In view of this, there has been proposed a technique in which, when power generation of a fuel cell stack is stopped, hydrogen present in the fuel cell stack and water vapor are discharged from the viewpoint of preventing freezing during the stop, and air is sealed in the fuel cell stack.
Then, at the next power generation start, it is necessary to discharge air (including nitrogen) enclosed in the anode flow path from the fuel cell stack and promote replacement / filling with hydrogen so that the fuel cell stack can generate power. Yes (see Patent Document 1).

JP 2004-193107 A

However, in the conventional fuel cell stack, the internal hydrogen supply manifold extending in the stacking direction is open to the outside only at one end side in the stacking direction, so that the internal hydrogen supply manifold extends through the one opening (hydrogen supply port).
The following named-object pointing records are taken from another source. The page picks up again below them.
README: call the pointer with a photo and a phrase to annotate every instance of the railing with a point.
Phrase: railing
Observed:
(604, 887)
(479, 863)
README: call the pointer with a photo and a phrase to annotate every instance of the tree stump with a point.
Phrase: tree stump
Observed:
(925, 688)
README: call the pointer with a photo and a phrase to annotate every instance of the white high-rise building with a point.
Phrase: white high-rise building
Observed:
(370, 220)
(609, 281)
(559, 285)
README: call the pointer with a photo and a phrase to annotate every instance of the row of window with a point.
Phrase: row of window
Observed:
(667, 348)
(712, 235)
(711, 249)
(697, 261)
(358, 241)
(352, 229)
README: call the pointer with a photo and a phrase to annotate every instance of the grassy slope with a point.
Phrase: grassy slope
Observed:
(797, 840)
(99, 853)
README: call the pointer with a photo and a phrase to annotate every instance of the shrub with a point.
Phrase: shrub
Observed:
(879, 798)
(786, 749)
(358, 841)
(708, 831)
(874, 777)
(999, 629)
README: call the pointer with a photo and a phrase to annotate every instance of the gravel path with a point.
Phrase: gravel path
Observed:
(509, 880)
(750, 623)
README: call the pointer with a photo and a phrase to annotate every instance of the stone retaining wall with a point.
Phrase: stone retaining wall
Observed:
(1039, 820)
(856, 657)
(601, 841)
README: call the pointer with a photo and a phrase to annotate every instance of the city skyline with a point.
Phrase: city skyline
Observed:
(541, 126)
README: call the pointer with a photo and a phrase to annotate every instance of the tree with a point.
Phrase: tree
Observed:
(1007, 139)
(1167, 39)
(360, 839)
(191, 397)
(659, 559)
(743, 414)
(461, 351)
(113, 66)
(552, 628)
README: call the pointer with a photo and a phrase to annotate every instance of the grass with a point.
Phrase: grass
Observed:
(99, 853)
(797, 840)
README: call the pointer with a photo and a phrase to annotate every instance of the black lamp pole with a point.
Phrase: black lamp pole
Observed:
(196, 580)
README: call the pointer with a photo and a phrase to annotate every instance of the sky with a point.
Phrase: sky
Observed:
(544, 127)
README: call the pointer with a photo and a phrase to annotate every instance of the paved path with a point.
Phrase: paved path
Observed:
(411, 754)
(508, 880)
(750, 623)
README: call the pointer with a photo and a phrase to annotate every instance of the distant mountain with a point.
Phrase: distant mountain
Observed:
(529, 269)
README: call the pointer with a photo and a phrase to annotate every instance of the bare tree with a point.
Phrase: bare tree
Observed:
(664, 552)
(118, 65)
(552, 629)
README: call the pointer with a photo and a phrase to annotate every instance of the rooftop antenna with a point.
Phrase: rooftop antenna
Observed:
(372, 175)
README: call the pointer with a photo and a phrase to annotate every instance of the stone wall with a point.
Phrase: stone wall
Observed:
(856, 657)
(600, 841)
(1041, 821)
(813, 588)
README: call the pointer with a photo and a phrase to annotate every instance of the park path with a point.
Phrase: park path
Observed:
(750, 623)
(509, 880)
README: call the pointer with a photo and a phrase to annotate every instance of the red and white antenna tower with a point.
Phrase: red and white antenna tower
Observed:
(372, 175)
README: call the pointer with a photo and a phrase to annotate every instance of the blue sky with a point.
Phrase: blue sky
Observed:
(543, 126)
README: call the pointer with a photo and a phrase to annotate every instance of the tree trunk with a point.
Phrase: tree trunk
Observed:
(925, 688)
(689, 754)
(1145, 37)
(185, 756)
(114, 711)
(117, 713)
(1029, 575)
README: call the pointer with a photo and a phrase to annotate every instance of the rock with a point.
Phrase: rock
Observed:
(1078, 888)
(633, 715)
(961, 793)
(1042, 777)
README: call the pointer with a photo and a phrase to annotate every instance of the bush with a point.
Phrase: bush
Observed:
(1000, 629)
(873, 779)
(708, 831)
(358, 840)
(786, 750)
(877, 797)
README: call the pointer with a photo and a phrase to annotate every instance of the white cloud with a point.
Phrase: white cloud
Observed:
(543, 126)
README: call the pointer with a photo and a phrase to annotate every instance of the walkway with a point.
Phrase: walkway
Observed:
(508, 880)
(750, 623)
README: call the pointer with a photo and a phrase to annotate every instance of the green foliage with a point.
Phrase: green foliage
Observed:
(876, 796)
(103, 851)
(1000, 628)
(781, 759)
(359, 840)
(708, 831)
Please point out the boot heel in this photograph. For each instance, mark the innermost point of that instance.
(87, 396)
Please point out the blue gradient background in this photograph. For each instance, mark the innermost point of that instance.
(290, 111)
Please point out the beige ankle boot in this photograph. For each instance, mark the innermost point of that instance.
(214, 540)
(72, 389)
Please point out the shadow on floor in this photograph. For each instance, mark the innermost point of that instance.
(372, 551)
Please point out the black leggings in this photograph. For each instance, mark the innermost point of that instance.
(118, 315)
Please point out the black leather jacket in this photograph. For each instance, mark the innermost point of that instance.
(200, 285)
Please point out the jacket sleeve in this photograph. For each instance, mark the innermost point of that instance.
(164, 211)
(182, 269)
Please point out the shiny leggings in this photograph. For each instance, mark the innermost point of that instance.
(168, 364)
Hydrogen is supplied to the hydrogen supply manifold and then supplied to the anode channel of each single cell.
Accordingly, hydrogen is supplied quickly to the anode flow path of the single cell close to the one opening, but it is difficult to supply hydrogen to the anode flow path of the single cell far from the one opening. The hydrogen concentration in the inside tends to be uneven. As a result, there is a problem that it takes time until the inside of the fuel cell stack is increased to an appropriate hydrogen concentration.

  Therefore, an object of the present invention is to provide a fuel cell system capable of suitably supplying fuel gas to each fuel gas flow path of a single cell constituting a fuel cell stack.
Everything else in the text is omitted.